There is no right or wrong in this. We’re all different and our palettes are as variable as our personalities.
My palette changes over time, from one thing to the other and back again. I ate tons of venison backstraps from 2016-2023, but as of now I’m right off the stuff and eating pretty much only wagyu beef (it helps to be growing it at home). It’s the same for the rest of the family so we mince everything now and cook a 50-50 mix with beef mince. That works well, for us.

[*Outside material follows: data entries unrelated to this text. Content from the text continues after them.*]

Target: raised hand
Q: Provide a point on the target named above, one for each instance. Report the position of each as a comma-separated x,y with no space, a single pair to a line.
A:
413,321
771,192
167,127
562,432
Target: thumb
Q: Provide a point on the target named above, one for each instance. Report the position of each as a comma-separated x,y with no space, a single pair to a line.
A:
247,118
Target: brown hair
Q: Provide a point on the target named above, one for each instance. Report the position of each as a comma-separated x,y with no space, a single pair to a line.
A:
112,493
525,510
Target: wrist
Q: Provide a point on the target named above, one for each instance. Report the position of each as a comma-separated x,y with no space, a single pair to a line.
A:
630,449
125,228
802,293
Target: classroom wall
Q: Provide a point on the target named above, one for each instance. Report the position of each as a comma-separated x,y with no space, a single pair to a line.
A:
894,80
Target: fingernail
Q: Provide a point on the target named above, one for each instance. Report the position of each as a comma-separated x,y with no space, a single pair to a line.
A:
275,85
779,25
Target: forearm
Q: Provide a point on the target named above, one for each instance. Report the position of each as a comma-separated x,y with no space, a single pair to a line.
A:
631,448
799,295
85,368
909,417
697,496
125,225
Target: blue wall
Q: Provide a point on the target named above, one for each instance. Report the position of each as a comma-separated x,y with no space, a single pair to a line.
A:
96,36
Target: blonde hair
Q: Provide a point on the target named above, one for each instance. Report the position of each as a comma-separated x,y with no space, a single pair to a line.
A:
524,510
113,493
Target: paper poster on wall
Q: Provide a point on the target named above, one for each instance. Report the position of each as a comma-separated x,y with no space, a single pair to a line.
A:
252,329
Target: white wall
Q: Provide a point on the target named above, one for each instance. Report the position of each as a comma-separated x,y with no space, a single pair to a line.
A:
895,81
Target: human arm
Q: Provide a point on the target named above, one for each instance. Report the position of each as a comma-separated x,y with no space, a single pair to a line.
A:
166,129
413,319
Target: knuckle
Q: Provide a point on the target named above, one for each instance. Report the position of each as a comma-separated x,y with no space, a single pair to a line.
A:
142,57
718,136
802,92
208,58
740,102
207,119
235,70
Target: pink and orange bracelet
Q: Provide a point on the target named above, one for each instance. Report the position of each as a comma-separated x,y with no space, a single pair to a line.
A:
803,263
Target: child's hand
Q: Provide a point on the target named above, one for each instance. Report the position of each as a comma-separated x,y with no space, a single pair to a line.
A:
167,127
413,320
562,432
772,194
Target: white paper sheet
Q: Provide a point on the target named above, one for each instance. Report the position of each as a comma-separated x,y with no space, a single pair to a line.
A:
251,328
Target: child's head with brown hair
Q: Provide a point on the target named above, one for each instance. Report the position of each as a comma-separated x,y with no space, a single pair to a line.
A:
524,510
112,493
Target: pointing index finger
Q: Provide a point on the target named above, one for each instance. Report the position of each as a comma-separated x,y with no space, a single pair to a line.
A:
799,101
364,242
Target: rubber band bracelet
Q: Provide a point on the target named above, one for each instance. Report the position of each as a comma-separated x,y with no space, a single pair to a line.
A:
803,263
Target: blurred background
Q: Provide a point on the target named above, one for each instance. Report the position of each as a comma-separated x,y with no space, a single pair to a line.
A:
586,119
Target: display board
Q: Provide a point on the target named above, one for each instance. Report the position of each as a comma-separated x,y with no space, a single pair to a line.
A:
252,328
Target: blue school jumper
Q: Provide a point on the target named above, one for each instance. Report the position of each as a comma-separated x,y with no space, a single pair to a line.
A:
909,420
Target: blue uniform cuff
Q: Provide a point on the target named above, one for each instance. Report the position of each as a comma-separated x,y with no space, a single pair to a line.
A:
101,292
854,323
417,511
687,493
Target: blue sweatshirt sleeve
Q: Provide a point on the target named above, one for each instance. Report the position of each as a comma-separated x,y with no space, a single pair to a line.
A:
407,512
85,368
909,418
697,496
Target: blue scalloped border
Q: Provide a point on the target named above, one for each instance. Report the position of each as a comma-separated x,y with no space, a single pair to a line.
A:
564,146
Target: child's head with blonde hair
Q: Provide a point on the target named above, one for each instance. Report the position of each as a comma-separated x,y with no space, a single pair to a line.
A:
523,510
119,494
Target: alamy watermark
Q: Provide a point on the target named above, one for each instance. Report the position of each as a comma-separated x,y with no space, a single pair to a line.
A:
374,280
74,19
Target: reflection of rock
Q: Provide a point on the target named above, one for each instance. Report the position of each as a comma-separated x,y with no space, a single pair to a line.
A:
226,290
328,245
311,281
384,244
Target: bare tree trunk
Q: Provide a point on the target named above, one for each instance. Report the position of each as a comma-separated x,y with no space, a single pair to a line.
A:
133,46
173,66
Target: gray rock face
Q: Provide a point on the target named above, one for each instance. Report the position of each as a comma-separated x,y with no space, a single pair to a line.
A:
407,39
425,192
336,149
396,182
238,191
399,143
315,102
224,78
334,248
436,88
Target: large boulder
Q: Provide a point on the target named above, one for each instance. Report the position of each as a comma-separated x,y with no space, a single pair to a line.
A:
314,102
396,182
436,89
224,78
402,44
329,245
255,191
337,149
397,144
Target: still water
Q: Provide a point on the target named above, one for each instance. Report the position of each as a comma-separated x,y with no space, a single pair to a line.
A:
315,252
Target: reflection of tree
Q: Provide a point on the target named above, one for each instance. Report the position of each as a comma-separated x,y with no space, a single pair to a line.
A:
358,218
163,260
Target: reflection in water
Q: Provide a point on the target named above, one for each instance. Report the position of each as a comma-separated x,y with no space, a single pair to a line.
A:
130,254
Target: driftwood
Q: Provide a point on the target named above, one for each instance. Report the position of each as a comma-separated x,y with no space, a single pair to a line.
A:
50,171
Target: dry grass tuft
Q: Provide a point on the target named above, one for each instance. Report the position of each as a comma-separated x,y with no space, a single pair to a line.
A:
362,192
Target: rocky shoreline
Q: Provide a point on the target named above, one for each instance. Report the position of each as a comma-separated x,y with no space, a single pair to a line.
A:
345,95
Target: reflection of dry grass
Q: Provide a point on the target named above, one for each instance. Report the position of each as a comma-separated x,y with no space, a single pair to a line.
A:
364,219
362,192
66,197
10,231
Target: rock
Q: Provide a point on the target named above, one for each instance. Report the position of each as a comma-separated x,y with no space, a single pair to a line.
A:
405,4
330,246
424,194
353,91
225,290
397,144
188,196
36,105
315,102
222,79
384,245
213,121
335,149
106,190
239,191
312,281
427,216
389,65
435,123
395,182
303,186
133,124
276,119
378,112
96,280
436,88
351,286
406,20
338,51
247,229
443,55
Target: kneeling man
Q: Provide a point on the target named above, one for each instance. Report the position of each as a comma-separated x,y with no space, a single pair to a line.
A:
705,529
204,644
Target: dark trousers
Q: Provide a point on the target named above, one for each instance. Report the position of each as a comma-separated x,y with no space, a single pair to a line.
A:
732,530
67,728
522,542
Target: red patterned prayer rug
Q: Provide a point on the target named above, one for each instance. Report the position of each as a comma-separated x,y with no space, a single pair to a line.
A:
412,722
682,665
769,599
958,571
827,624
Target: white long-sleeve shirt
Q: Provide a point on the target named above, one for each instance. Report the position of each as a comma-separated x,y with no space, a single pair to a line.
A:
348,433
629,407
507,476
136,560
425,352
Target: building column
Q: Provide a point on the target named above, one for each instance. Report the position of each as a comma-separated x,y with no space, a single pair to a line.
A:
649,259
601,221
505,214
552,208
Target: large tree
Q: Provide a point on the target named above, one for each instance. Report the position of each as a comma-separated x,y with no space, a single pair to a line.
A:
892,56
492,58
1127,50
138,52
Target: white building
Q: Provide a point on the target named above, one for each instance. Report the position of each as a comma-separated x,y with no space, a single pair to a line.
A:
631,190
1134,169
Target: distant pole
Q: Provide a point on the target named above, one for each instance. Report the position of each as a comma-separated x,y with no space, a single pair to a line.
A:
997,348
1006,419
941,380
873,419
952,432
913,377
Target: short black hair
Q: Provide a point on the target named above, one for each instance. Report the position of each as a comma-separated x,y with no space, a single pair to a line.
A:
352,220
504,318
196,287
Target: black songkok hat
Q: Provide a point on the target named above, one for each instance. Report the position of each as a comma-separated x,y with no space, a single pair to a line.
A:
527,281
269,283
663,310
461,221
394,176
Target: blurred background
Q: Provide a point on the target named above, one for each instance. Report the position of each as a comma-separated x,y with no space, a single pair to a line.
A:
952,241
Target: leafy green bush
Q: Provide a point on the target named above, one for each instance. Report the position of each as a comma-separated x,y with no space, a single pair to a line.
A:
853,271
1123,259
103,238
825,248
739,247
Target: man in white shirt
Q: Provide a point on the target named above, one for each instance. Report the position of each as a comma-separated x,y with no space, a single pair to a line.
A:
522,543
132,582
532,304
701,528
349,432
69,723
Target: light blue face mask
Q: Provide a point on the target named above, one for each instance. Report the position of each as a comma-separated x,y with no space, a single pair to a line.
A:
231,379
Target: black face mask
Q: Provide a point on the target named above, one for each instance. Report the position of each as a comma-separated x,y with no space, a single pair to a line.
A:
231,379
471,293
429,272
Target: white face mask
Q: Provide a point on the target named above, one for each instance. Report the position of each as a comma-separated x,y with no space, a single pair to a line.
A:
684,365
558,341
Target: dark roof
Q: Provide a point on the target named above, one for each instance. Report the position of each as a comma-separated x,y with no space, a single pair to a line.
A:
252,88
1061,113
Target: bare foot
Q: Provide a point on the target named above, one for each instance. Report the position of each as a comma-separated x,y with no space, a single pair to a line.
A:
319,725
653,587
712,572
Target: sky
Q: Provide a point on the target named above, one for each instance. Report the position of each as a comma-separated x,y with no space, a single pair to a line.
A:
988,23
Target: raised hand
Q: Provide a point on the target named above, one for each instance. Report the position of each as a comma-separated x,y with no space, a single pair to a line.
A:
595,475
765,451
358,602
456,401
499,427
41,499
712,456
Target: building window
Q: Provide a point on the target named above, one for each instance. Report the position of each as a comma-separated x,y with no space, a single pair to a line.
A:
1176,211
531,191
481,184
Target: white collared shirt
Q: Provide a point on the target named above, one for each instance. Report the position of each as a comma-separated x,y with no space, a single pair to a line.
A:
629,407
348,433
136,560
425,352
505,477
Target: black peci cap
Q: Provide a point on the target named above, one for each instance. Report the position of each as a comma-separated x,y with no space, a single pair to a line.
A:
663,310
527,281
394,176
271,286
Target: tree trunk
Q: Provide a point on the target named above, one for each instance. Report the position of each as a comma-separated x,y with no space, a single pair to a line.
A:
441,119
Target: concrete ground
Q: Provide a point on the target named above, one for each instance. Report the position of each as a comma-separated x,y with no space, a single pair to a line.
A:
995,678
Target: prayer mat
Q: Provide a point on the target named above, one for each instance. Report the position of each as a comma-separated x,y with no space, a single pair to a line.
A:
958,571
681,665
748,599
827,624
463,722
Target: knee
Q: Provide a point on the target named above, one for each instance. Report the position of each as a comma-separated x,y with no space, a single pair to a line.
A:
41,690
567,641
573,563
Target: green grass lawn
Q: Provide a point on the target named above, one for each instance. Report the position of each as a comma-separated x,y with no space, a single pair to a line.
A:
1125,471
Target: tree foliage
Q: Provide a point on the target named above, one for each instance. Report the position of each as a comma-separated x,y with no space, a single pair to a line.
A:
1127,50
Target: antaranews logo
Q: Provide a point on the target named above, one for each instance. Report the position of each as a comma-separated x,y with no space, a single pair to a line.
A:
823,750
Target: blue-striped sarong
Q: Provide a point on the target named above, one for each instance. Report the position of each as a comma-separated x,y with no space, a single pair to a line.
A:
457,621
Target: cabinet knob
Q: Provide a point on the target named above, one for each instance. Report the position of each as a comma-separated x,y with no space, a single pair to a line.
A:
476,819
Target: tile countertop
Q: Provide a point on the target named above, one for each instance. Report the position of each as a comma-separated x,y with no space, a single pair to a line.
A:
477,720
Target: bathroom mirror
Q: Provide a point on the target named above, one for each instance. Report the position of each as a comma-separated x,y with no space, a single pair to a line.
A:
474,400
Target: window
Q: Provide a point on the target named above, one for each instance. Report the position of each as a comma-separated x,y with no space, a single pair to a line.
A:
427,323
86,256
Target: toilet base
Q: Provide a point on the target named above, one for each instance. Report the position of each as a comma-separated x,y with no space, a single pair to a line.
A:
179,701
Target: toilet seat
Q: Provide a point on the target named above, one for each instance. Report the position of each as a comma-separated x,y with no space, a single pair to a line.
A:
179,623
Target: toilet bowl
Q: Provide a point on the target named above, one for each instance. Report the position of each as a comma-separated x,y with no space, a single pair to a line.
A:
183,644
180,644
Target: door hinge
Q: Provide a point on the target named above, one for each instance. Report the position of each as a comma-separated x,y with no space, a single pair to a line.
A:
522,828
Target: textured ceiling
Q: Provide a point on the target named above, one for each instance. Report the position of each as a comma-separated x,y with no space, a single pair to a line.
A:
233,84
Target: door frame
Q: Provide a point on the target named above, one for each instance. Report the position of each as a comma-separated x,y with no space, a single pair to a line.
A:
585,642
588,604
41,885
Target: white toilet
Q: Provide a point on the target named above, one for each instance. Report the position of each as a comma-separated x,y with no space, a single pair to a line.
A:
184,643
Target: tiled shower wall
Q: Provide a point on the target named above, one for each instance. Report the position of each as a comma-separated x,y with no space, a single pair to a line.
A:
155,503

Wild pork has been a challenge for me. Sometimes it’s great and sometimes it’s a nonstarter. Goat? Meh. But done right it’s lovely. I was eating quite a bit of kangaroo for awhile. Rabbit & hare, pheasant, fish. Any of those can be lovely or unpalatable to me on a given day, i’ve never really understood exactly what controls how I respond to eating it (or not). When I was a kid my grandpa made us eat fucking pike for chrissake. Bones! Palette preferences tend to come and go, depending on lots of things I suppose.
@Delphus, something I have found to work well with folk that are a bit reluctant towards game meat is to prepare it for Asian style stirfry cooking. That works well and if you like a proper Chinese wok prepared stirfry I don’t think you will struggle with very thin slices of venison. Try it, maybe that’s the magic recipe for you.